Le langage des formes est constitué d’une combinatoire importante d’éléments que l’on peut classer succinctement en formes élémentaires, techniques, thématiques et enfin conventions. Toute image entendue comme représentation matérialisée recourt à la perspective conique et / ou aux perspectives parallèles et /ou à la projection orthogonale : trois conventions graphiques qui se sont affirmées au cours de l’histoire, trois constructions aujourd’hui « légitimes » selon le terme qu’utilisa Alberti pour qualifier la perspective conique naissante. Tout objet est représentable dans chacune de ces conventions et si les perspectives parallèles et coniques tentent de donner l’impression de volume sur la surface plane du support, la projection orthogonale est une vue « plate », de face, de profil, en coupe ou en transparence. Cette projection est en fait celle qu’utilisent spontanément (et comme Monsieur Jourdain sans le savoir) les petits-enfants lorsqu’ils dessinent ou peignent. Ce type de dessin qu’il soit manuel ou informatisé est celui qu’utilisent les cartographes, ou les architectes, les styliciens, les scénographes,... , pour communiquer de manière économique les projets qu’ils aimeraient voir financés et réalisés.
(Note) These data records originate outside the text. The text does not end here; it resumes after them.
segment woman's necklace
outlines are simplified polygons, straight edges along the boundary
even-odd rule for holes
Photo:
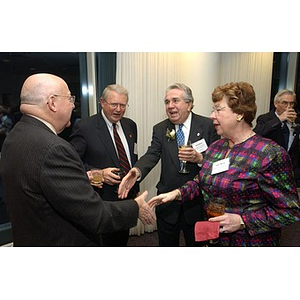
[[[245,138],[243,138],[240,142],[238,142],[238,143],[232,143],[232,145],[230,145],[230,141],[228,140],[228,150],[227,150],[227,152],[226,152],[225,158],[227,158],[227,156],[229,155],[229,153],[230,153],[230,151],[231,151],[231,149],[232,149],[233,146],[245,142],[246,140],[250,139],[250,138],[253,137],[254,135],[255,135],[255,132],[253,132],[253,131],[251,130],[251,132],[250,132]]]

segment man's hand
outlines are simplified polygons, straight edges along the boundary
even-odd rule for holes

Alors que perspectives parallèles et coniques ne peuvent s’apprendre avant environ l’âge de 10 ans, construire des images au moyen de la projection orthogonale peut être exercé durant l’entier de la scolarité obligatoire et au-delà. Les images réalisées par ces élèves de 5 et 20 ans utilisent cette convention. Leurs auteurs ont développé des capacités psychomotrices, enrichi leur bagage culturel et exercé la compétence de représenter et communiquer : ils ont commencé à pratiquer une petite partie du langage de l’image qui ne se limite pas, bien sûr, à ces quelques résultats. En analogie, s’il s’agissait du langage des lettres, on pourrait dire que ces élèves qui savaient déjà un peu lire ont commencé à apprendre à écrire. Ayant déjà été confronté à la lecture d’une multitude d’images, ils ont commencé à apprendre à les construire.
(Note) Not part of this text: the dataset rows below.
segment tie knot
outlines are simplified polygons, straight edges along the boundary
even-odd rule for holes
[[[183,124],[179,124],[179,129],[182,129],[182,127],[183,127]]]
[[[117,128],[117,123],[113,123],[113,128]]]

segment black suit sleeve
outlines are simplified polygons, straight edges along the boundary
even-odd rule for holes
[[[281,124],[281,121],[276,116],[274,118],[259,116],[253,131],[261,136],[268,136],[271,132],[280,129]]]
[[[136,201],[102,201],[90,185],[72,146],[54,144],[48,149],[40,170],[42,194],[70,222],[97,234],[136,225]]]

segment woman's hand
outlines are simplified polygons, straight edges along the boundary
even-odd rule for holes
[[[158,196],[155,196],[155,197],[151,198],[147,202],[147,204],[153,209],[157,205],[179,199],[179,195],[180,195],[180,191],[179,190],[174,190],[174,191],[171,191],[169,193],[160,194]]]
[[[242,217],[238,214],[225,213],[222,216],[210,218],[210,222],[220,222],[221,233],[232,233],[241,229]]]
Dans les enseignements par compétences, c’est souvent moins l’objet fini que le processus pour y parvenir qui est préféré. Ici, processus et résultat sont volontairement liés et indissociables. Ce lien intime est motivé par un fait mainte fois vérifié : tout le monde peut être satisfait lorsque l’enseignant réussit à faire « se dépasser » ses élèves et que, surtout, ils en sont fiers.
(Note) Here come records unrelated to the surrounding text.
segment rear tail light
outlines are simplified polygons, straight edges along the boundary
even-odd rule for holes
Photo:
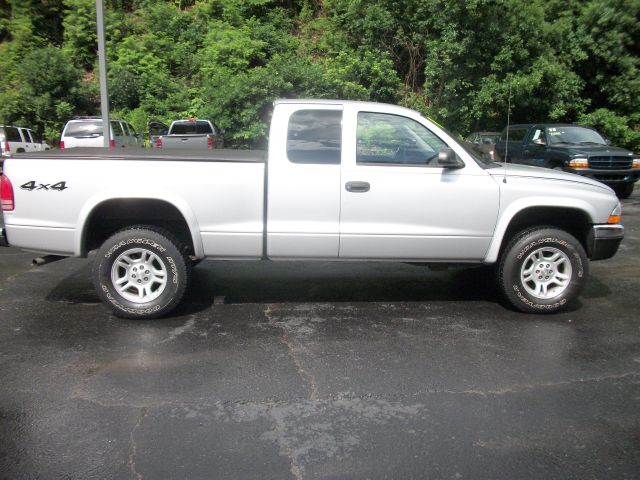
[[[109,148],[116,148],[116,141],[111,139],[109,140]]]
[[[13,199],[13,185],[6,175],[0,178],[0,205],[5,212],[12,211],[16,206]]]
[[[60,148],[64,148],[64,140],[60,140]]]
[[[640,158],[634,158],[631,168],[640,168]]]
[[[11,145],[9,145],[9,142],[4,142],[4,147],[2,147],[2,149],[5,153],[9,153],[11,151]]]
[[[209,150],[212,150],[212,149],[216,148],[216,144],[213,141],[213,137],[207,137],[207,148]]]
[[[162,148],[162,137],[156,138],[156,148]]]

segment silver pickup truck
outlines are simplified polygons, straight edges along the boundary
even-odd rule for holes
[[[152,147],[213,150],[223,146],[222,130],[211,121],[187,118],[171,122],[167,134],[157,137]]]
[[[8,159],[3,243],[84,257],[128,318],[167,314],[203,258],[495,265],[524,312],[574,300],[621,208],[582,176],[476,157],[393,105],[283,100],[263,151],[73,149]]]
Charles Duboux, Professeur responsable de l’UER (Unité d’enseignement et de recherche) de didactique des arts visuels à la Haute école pédagogique de Lausanne.


Bibliographie

- Alberti, Léon Baptiste. (1992). De la peinture. Paris : Ed Macula, Dédale. (De Pictura, original publié en 1435).
- Arnheim, Rudolf. (1997). La pensée visuelle. France : Flammarion.
- Borges, Jorge Luis. (1958) . L’auteur et autres textes. Traduit de l’espagnol par - Roger Caillois. Paris : Gallimard. (cf : De la rigueur scientifique, liv. IV, chap. XLV)
- Corman, Louis. (1991). ABC des expressions du visage : le moyen de communication le plus sûr entre les hommes. Paris : J. Grancher.
- Gerard, François-Marie (2005). L’évaluation des compétences par des situations complexes, Actes du Colloque de l’Admee-Europe. IUFM Champagne-Ardenne, Reims, 24-26 octobre 2005
- Gaillot, Bernard-André. (1997). Arts plastiques. Eléments d’une didactique critique. Paris. PUF.
- Luquet, G.-H. (1935). Le dessin enfantin. Paris : Alcan.
- Marc, Varenka et Olivier. (1992) . Premiers dessins d’enfants. Les tracés de la mémoire. Paris : Nathan
- Perrenoud, P. (2002). Dix nouvelles compétences pour enseigner. Paris : ESF.
- Schwebel, Milton & Raph, Jane. (1973/1976). Piaget à l’école. Paris : Denoël
- Zottos, Eléonore et Renevey Fry, Chantal. (2006). De toutes les couleurs. Un siècle de dessins à l’école. Genève : Infolio.